A little over a year ago, the prime minister announced, to the astonishment of everyone (his party included) that he was giving 18 tickets to the minority partner in the newly formed Labour-MSM coalition. The declaration was widely met with disbelief: how was it that a party that found itself in such a position of strength after five convincing years in power could suddenly demonstrate such generosity towards a relative minnow? Save a handful of people, nobody knew the answer to this elusive question.

As a result, pundits were at a loss to decide whether the decision was a master coup or a massive miscalculation. After all, Ramgoolam is renowned as much for his tactical acumen as for his extreme caution. He would never have entered into such an alliance without having lengthily weighed all pros and cons, without having considered its every aspect down to the minutest detail. Yet, this affair bore all the marks of a shotgun wedding. Be that as it may, the coalition easily won the elections, thereby momentarily vindicating Ramgoolam’s odd choice.

That was the easy part. The job of actually running the country together, however, had only just begun. In line with the18-ticket anomaly, the MSM received many of the most important ministries on a silver platter. Buoyed by the ecstasy of victory, the Labour malcontents initially kept their disgruntlement to themselves but soon the coalition began showing signs of wear and tear. And then the Medpoint scandal blew up in everyone’s faces, forcing even the prime minister’s most loyal servants to recognise that the MSM is political kryptonite.

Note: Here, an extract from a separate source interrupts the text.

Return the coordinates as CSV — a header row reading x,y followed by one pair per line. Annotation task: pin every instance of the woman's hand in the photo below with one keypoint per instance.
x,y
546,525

And Navin Ramgoolam May Day comments indicate that he’s begun envisaging alternatives. In the same way football players invariably say how happy they are at the club they’re about to leave, so too do politicians reiterate their trust in their allies just before giving them the kiss of death. Remember the Sithanen soap opera? Great work Rama, now get the hell out of here. The leader of the Opposition’s recent affirmation that the coalition is not cracking up also provides food for thought. Ramgoolam himself has remarked in the past that Bérenger always says the opposite of what he really thinks.

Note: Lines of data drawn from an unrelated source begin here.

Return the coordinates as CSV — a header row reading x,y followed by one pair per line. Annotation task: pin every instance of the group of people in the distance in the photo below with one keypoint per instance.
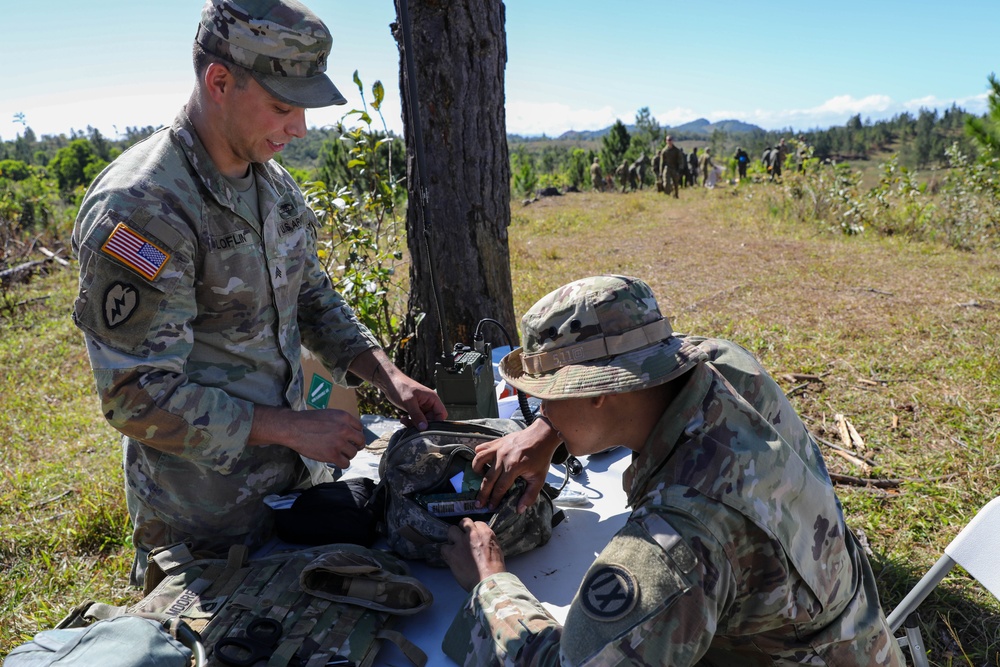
x,y
674,169
200,282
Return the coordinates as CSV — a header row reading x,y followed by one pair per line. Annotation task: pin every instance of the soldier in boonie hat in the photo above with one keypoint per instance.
x,y
727,488
598,335
282,43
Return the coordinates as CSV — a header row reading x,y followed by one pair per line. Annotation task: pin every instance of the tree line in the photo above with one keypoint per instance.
x,y
919,140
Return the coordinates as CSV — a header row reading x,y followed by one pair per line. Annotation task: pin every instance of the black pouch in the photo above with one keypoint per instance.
x,y
332,513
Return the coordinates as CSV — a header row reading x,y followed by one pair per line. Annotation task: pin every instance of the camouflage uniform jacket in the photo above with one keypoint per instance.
x,y
193,313
736,551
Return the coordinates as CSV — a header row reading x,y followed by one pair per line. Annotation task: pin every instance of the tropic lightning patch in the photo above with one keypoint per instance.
x,y
120,301
135,251
609,593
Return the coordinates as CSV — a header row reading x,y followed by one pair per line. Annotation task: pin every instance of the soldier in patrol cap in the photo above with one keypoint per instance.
x,y
200,282
736,551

The most compelling piece of evidence, though, is that the coalition looks spent already and the chances of it lasting four long years are very slim, not to say infinitesimal. And because Ramgoolam will not want to govern in a position of weakness once he’s jilted the MSM (after having neutralised whatever secret weapon SAJ possesses), he will make a pass at the MMM. Needless to say, Bérenger’s been waiting his whole life for this. And the gods of democracy will weep, once again.